Despite its staggering size, the 28,000-pound pie still turned out to be less than required for the throngs that turned up to eat it. It’s estimated that 35,000 people were served, though some people undoubtedly went through the line more than once.

PIE PRODUCTION LINE AT THE OPEN SPACE

Ron Brzezinski was a supervisor at Chef Pierre and he helped bake the monster pie.

“I’m not sure who actually came up with it, but it was a group effort with the cherry processors. All the ingredients were donated,” he said.

Brzezinski recalled that a dessert cup filling line from the Chef Pierre plant was transferred to the Open Space in order to serve the pie. There was a pipe in the bottom of the pie tin and the filling was sucked out in a tube and squirted into small cups. Party crumbles were sprinkled on top. The filling line was the same one the plant used to make dessert cups for KFC, Brzezinski said.

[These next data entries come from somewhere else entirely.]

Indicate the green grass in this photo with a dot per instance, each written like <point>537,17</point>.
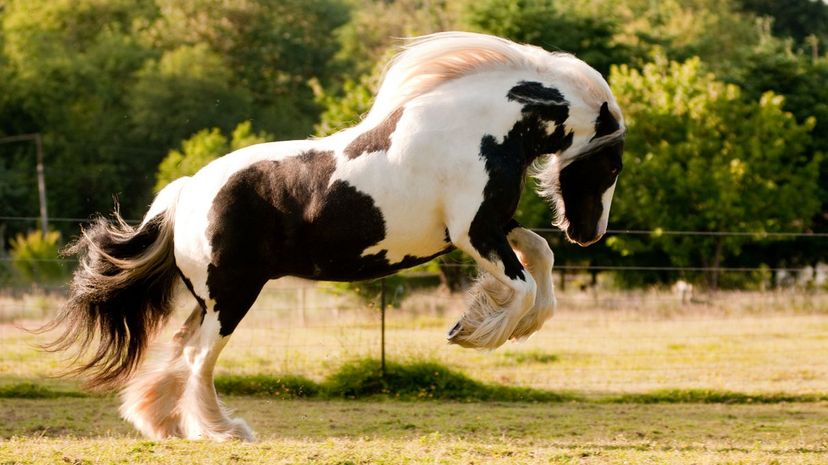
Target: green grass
<point>616,378</point>
<point>364,379</point>
<point>30,390</point>
<point>88,430</point>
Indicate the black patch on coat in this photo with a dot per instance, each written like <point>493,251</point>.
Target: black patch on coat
<point>506,163</point>
<point>199,299</point>
<point>280,218</point>
<point>377,139</point>
<point>605,124</point>
<point>582,184</point>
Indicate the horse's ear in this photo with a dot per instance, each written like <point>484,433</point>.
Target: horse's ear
<point>605,124</point>
<point>535,93</point>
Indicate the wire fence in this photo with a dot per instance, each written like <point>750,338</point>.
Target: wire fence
<point>601,339</point>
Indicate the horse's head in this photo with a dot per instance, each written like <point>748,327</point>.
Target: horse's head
<point>580,167</point>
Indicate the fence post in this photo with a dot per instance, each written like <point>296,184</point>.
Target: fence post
<point>382,336</point>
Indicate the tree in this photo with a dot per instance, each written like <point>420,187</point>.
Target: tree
<point>187,89</point>
<point>202,148</point>
<point>542,23</point>
<point>775,66</point>
<point>70,65</point>
<point>798,19</point>
<point>699,156</point>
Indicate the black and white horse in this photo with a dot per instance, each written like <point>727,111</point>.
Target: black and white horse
<point>437,164</point>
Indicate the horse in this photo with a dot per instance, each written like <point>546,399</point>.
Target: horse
<point>437,164</point>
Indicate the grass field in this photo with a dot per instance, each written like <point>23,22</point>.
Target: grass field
<point>727,361</point>
<point>341,432</point>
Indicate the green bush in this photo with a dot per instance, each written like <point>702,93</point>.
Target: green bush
<point>35,257</point>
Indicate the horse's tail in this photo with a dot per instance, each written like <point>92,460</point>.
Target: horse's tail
<point>122,291</point>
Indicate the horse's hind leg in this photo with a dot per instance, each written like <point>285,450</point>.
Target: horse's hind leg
<point>151,400</point>
<point>201,413</point>
<point>175,396</point>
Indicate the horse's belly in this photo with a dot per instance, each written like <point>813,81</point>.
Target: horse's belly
<point>334,261</point>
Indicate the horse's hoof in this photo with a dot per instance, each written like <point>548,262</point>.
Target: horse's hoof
<point>456,335</point>
<point>454,331</point>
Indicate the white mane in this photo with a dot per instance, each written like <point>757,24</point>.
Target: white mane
<point>431,60</point>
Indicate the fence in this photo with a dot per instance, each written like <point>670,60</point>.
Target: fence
<point>600,340</point>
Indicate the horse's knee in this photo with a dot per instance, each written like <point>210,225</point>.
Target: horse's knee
<point>532,249</point>
<point>526,291</point>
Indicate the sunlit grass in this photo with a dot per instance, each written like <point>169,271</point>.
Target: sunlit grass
<point>596,344</point>
<point>340,432</point>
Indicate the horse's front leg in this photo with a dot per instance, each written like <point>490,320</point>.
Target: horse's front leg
<point>534,253</point>
<point>501,298</point>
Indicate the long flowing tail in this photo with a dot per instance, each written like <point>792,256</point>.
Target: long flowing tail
<point>121,292</point>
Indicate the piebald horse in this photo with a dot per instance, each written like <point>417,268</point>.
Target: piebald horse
<point>437,164</point>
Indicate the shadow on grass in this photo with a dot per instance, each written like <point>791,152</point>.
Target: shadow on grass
<point>363,379</point>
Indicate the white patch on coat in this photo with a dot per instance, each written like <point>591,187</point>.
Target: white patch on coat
<point>606,203</point>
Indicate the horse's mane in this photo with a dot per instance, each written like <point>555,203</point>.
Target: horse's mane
<point>428,61</point>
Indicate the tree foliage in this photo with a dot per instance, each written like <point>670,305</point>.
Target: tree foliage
<point>700,156</point>
<point>202,148</point>
<point>115,86</point>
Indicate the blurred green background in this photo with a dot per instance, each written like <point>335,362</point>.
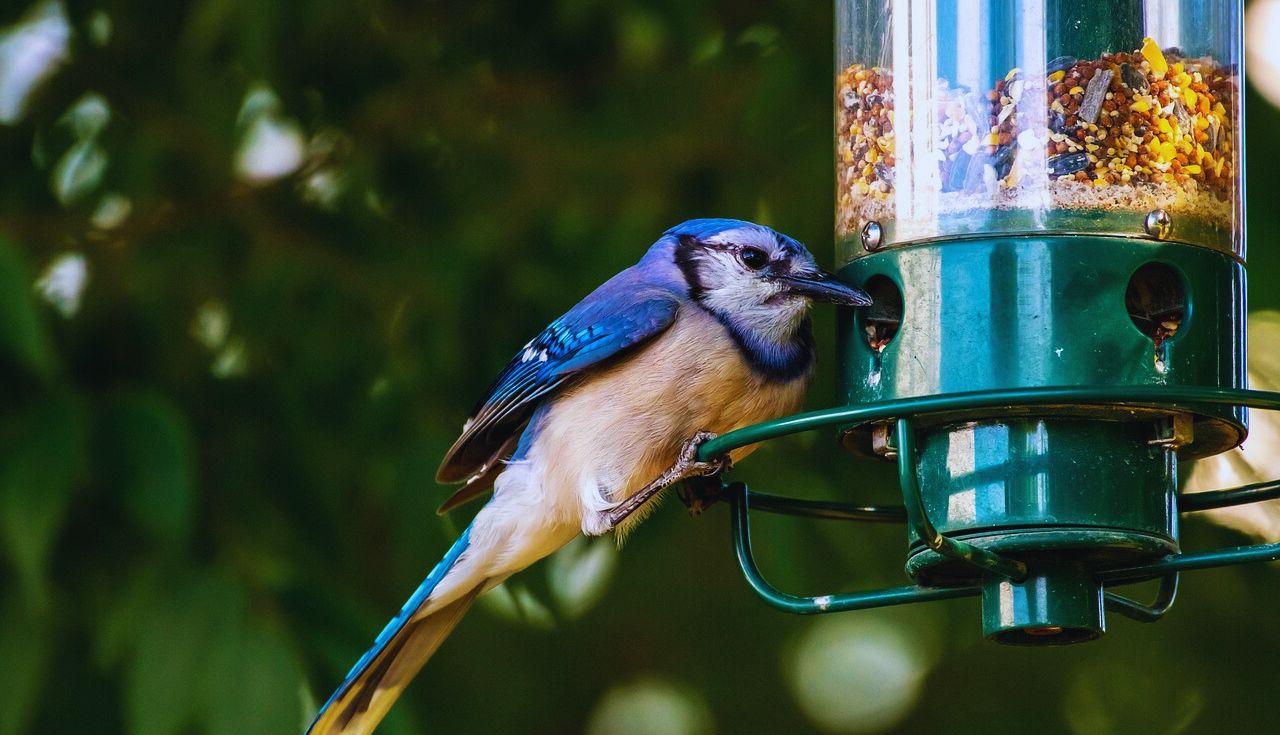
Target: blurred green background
<point>256,263</point>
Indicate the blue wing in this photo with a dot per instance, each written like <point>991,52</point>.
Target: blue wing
<point>613,319</point>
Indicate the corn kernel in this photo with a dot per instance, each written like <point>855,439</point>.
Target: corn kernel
<point>1155,56</point>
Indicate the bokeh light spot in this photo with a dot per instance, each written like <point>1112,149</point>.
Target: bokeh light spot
<point>858,672</point>
<point>650,706</point>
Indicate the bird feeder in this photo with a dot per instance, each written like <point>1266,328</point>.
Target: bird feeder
<point>1045,200</point>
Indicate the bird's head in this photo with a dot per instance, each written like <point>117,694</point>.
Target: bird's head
<point>755,277</point>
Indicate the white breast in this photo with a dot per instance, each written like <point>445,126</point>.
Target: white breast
<point>617,430</point>
<point>611,434</point>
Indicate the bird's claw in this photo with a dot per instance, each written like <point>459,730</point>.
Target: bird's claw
<point>688,468</point>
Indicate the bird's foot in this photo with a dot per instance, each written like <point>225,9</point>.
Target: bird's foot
<point>688,466</point>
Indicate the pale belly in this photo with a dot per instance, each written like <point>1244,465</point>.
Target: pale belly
<point>613,433</point>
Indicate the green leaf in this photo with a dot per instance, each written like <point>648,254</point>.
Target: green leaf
<point>22,336</point>
<point>150,457</point>
<point>37,475</point>
<point>173,642</point>
<point>24,656</point>
<point>252,684</point>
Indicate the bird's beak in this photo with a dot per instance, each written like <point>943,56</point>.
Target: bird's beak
<point>822,286</point>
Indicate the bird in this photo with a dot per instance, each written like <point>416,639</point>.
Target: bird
<point>709,332</point>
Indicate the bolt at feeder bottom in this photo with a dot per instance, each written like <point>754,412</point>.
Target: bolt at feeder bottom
<point>1057,603</point>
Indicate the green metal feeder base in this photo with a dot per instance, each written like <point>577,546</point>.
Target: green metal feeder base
<point>1069,489</point>
<point>1027,598</point>
<point>1036,393</point>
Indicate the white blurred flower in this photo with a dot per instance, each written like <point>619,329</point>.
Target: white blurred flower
<point>1258,459</point>
<point>515,603</point>
<point>112,211</point>
<point>650,707</point>
<point>580,573</point>
<point>858,672</point>
<point>211,324</point>
<point>64,282</point>
<point>31,50</point>
<point>81,168</point>
<point>272,145</point>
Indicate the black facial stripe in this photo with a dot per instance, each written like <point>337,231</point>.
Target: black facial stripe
<point>686,259</point>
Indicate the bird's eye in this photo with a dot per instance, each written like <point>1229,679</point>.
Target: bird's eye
<point>754,258</point>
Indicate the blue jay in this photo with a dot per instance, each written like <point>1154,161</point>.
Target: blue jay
<point>708,333</point>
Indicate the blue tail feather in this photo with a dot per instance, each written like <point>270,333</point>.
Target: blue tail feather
<point>401,619</point>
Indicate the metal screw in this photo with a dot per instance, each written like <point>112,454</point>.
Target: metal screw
<point>1045,630</point>
<point>872,236</point>
<point>1159,224</point>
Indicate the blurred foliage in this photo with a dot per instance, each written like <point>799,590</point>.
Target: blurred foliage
<point>259,259</point>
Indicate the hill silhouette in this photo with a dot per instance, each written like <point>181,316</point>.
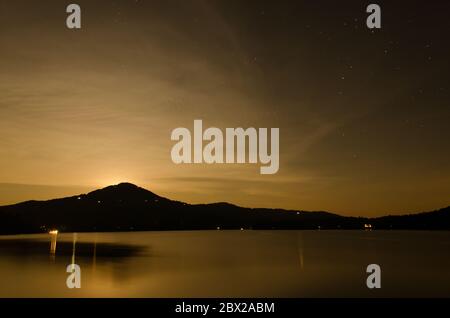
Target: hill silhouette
<point>127,207</point>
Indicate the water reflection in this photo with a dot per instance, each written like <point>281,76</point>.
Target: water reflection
<point>226,264</point>
<point>20,247</point>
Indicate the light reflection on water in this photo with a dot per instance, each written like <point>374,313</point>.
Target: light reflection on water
<point>226,264</point>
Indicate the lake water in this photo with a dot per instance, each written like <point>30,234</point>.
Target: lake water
<point>227,264</point>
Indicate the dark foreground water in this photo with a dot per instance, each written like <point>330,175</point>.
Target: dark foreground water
<point>227,264</point>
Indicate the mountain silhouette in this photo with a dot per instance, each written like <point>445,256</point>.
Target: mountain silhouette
<point>127,207</point>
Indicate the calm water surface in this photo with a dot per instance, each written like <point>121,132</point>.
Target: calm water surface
<point>227,264</point>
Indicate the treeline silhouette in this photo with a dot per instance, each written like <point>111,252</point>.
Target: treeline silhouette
<point>127,207</point>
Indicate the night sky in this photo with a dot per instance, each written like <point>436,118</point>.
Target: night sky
<point>363,114</point>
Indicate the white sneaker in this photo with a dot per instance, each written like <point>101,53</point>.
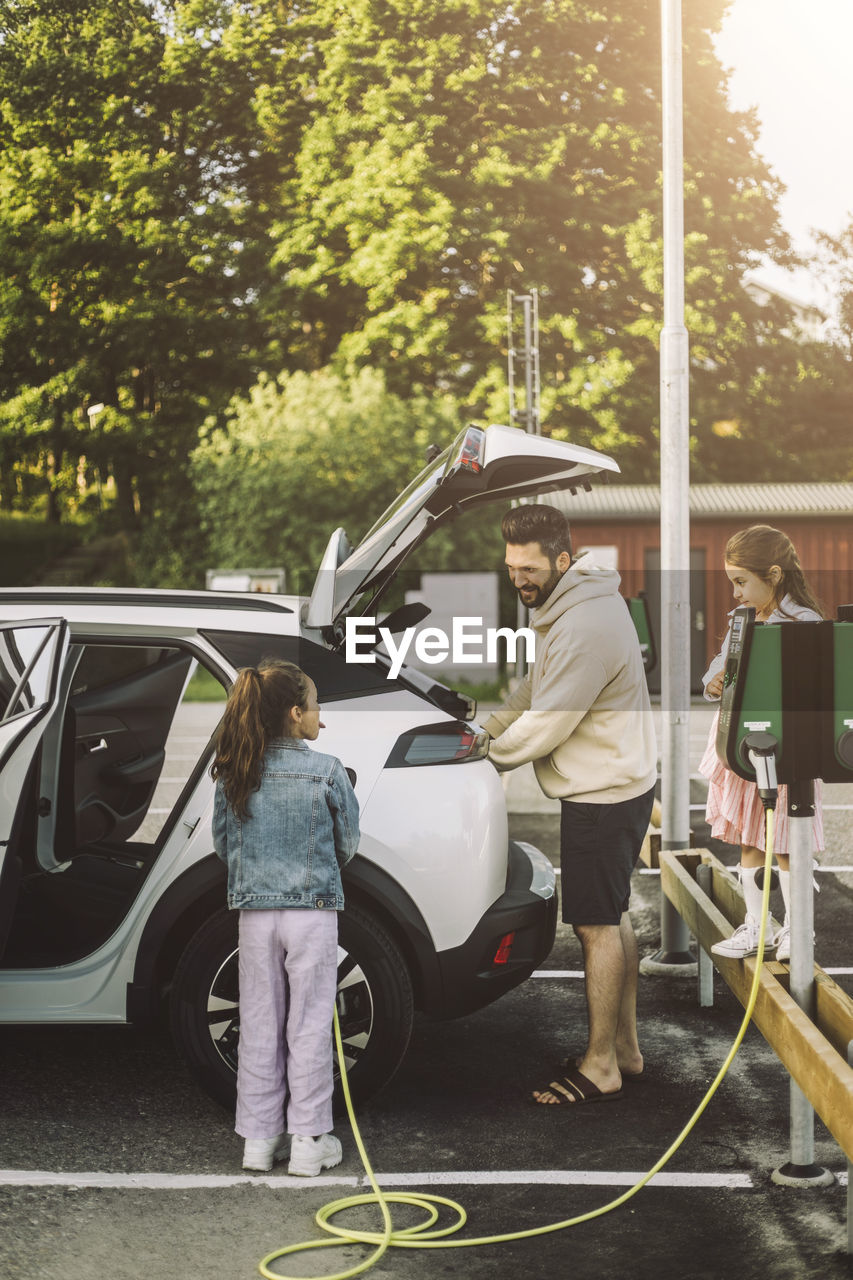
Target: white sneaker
<point>310,1155</point>
<point>259,1153</point>
<point>743,942</point>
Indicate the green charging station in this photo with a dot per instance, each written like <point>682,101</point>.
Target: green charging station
<point>794,682</point>
<point>642,620</point>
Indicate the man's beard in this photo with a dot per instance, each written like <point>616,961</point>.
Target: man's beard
<point>539,594</point>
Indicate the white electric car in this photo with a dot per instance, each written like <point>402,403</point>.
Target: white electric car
<point>112,900</point>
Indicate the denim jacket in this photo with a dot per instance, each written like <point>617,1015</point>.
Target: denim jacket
<point>302,827</point>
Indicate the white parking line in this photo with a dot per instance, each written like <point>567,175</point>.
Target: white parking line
<point>579,973</point>
<point>438,1178</point>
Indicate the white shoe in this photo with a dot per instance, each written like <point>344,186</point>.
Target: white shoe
<point>310,1155</point>
<point>259,1153</point>
<point>743,942</point>
<point>783,942</point>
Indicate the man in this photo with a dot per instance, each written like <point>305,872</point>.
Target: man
<point>583,717</point>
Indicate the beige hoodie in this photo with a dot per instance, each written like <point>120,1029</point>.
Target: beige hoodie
<point>583,714</point>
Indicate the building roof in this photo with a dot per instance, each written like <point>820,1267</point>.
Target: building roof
<point>756,501</point>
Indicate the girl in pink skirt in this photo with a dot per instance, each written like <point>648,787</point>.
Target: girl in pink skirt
<point>765,572</point>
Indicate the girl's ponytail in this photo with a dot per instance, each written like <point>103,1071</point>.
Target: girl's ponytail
<point>761,547</point>
<point>255,713</point>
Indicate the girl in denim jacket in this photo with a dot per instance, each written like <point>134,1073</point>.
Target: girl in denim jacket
<point>286,819</point>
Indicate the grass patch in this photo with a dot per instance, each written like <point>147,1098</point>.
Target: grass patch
<point>27,545</point>
<point>204,688</point>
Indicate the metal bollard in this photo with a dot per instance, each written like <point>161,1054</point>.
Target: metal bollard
<point>849,1176</point>
<point>802,1170</point>
<point>705,880</point>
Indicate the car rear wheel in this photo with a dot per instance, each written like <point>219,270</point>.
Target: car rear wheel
<point>374,1002</point>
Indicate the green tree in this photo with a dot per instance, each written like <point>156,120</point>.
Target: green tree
<point>456,151</point>
<point>302,455</point>
<point>133,186</point>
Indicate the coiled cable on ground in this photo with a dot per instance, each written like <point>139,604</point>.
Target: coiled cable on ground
<point>419,1237</point>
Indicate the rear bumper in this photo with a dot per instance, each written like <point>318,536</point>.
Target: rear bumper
<point>471,974</point>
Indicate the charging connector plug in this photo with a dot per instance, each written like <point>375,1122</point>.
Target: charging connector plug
<point>761,750</point>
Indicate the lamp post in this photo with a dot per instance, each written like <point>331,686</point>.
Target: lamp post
<point>675,516</point>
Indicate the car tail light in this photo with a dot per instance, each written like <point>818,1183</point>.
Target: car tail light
<point>468,452</point>
<point>505,947</point>
<point>450,743</point>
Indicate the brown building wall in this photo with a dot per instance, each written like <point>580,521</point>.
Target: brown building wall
<point>824,544</point>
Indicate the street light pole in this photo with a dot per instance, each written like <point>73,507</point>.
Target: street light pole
<point>675,516</point>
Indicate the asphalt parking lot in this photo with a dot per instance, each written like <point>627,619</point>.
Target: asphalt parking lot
<point>113,1164</point>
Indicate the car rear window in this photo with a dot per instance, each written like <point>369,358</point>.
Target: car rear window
<point>333,677</point>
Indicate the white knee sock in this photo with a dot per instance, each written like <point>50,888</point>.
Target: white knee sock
<point>784,882</point>
<point>752,894</point>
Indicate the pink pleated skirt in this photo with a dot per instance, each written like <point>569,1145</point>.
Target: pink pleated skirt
<point>734,809</point>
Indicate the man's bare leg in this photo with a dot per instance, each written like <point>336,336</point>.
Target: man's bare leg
<point>611,965</point>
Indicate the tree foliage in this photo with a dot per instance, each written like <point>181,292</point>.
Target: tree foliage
<point>305,453</point>
<point>199,196</point>
<point>131,229</point>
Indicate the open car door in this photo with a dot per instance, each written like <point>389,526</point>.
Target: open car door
<point>492,464</point>
<point>31,658</point>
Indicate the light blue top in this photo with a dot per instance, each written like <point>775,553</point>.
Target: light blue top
<point>302,827</point>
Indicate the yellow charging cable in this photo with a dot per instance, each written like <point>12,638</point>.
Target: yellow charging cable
<point>419,1237</point>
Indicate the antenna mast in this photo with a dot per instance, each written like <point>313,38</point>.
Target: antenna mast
<point>528,417</point>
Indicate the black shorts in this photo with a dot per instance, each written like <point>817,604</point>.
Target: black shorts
<point>598,849</point>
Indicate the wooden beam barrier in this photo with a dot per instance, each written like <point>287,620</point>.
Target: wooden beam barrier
<point>812,1051</point>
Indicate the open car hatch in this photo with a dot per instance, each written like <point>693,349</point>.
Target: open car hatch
<point>492,464</point>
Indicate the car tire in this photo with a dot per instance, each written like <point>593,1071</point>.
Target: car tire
<point>375,1005</point>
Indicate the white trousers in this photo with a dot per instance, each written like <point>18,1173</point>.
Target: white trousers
<point>288,961</point>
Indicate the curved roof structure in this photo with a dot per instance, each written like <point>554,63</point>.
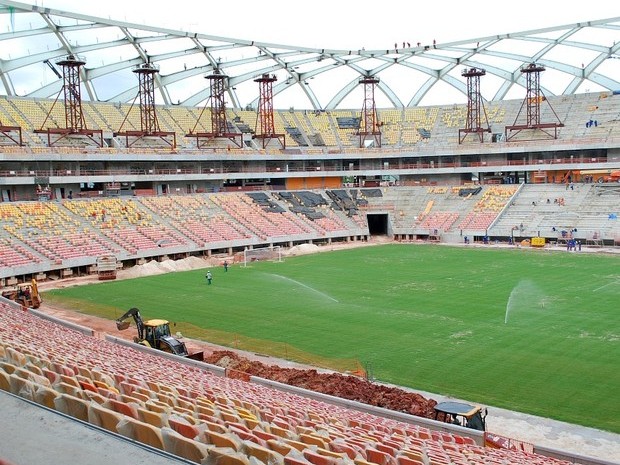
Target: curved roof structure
<point>577,58</point>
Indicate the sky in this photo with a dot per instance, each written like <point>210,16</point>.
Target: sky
<point>344,24</point>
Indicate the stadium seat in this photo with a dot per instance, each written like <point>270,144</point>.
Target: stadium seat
<point>140,431</point>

To get the filling into the pie in the first place, a fire brigade line of volunteers transferred 510 buckets of filling across the open space.

“I dumped some of the last buckets of filling in before they put the top crust on it,” said Bob Karczewski, a group leader at Chef Pierre in 1987.

Karczewski helped assemble the pie, but he didn’t get to taste it. His shift at the plant started at 1pm that day.

“I didn’t get to see the finished product because I had to run the croissant line later that day,” he said. “It was a really neat experience. It’s something you don’t get to do; it’s once in a lifetime, generally.”

Karczewski said he’d support another try for the record in Traverse City, though he wouldn’t be able to help this time.

“I think it would be pretty neat if they did. I’d watch,” he said. “With my disabilities, I wouldn’t really be able to pitch in, but it would be really great.”

‘IT TASTED OK’

When the people of Oliver, British Columbia planned to set a record, they wanted to make sure the record would stand.

“I just felt that if we were going to set the record, we’d have to make it large enough so that there was no dispute,” said Bob Ellis, member of the Oliver Rotary Club who hatched the idea to set the new record there in 1990.

Ellis had been trying to settle on a good fundraising idea and it worked. People paid money to eat portions of that record-setting pie.

Oliver’s pie trounced the former record holders. It weighed 37,700 pounds, including 32,000 pounds of cherries, 3,500 pounds of sugar and a pinch — 16 pounds — of salt.

“It tasted OK,” he said. “The criteria that Guinness had is that it’s edible, which means that as long as the people don’t get sick, it’s OK.”

The town of Oliver may be in Guinness, but they’ve got no pie tin on display.

“They were shortsighted,” Ellis said. “I would have liked very much to have had it. There was an area in town that would have been perfect to set it up.”

Ellis is surprised the record still stands, but he also knows how hard it is to break.

“I had thought that somebody in Michigan might have wanted to get that record back and done something about it,” he said, “but, you know, when we did this, we had to do a lot of asking for stuff. Everything was donated.”

ONCE MORE FOR TRAVERSE CITY?

That fact that the record is lost is not lost on some.

“We’ve kind of been kicking around the idea of pushing a campaign to bring that back to Traverse City,” said Tkach. “Do I think we can do it again? Sure, potentially, we could make it happen again, but it would take a lot of generosity to pull that off.”

Next year will be the National Cherry Festival’s 90th anniversary and Tkach said they want to plan something special. However, Tkach said discussion of gigantic pies has revealed an unfortunate truth: to bake a pie large enough to break the current record would cost a lot of money, perhaps hundreds of thousands of dollars.

“And that doesn’t even take into consideration the hundreds of hours you’d need from volunteers,” he said.

The 1987 push for the record was led by Chef Pierre, a company with local roots. Today, that same pie factory is owned by Sara Lee, a subsidiary of Hillshire Farm.

Tkach was only 10 or 11 years old when the record was set in Traverse City.

“I lived in Traverse City in 1987 and I saw that pie,” he said. “This is who we are. We’re the Cherry Capital of the world. We’re proud of it and we should have the world record.”